There is a 'cute' way of writing this:- if you assume that the ^ operator means 'bitwise xor' (as it does in C and C++) and that
x ^= y
is equivilant to
x = x ^ y
then the above series of expressions could be written as:

a ^= b
b ^= a
a ^= b

And if you're allowed to chain expressions, this can even be made even 'cuter' by doing:
a ^= b ^= a ^= b
Not exactly self documenting code as you can see. Also note that this last is not allowed in C or C++.

Assembler arithmetic 'trick'

Another similar method relies on addition and subtraction:


a = a + b
b = a - b
a = a - b

Similar example (presuming twos complement):

let a = 0x55   (0b01010101)
let b = 0xAA   (ob10101010)

a = a + b      a == 0x55    0b01010101
               b == 0xaa    0b10101010
           a+b(a) = 0xff    0b11111111 (with a carry)

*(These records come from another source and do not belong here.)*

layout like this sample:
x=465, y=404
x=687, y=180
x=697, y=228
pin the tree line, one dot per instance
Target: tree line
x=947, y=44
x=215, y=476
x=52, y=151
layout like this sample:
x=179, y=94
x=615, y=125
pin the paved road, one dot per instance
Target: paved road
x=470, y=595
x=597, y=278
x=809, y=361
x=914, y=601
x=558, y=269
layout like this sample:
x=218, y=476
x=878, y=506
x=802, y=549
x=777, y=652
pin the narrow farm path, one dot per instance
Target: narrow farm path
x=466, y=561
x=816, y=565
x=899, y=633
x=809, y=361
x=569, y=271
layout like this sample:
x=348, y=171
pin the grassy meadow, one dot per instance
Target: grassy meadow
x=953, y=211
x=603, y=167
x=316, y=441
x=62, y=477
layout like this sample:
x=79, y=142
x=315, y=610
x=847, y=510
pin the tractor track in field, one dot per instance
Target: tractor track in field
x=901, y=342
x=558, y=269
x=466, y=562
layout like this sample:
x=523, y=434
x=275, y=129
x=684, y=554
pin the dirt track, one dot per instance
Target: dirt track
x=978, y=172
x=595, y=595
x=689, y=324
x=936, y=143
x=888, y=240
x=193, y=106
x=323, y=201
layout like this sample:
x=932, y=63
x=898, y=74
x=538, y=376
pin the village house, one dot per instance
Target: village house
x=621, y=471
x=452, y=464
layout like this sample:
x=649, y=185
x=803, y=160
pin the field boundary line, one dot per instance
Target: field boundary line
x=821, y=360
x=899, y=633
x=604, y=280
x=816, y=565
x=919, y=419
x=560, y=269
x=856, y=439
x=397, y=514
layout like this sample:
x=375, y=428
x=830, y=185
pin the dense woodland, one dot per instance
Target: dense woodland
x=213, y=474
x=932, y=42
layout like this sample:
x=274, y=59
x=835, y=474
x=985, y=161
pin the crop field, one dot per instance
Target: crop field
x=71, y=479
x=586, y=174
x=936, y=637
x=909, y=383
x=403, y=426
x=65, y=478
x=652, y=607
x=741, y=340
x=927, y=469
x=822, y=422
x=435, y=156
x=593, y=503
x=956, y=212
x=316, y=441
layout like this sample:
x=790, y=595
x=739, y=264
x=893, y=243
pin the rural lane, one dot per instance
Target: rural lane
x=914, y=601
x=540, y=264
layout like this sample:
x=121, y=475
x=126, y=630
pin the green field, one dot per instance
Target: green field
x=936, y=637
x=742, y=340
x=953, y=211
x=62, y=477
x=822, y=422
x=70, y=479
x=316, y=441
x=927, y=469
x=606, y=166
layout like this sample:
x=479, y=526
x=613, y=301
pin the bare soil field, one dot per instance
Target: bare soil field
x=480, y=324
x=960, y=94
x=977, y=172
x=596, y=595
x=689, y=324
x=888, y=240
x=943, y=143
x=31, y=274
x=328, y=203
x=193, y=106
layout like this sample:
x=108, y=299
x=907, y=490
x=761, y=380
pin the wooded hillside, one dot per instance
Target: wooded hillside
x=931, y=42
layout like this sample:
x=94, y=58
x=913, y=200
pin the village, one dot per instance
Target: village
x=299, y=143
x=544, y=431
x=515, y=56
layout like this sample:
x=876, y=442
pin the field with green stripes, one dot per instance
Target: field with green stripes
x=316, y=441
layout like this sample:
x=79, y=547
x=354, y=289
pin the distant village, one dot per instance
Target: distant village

b = a - b      a == 0xff    0b11111111
              -b == 0x56    0b01010110
          a+-b(b) = 0x55    0b01010101 (with carry)
         
a = a - b      a == 0xff    0b11111111
              -b == 0xab    0b10101011
          a+-b(a) = 0x55    0b10101010 (with carry)

Again - it doesn't matter what these numbers represent, or how they should be interpreted since they are just 'raw bits' from the point of view of assembler.

Attempting to swap directly using XOR in C and C++

Unfortunately, some people see the above two tricks on the web without taking note of what language it applies to. While the two above tricks can be used in C and C++, there are reasons on why they cannot be used in all circumstances.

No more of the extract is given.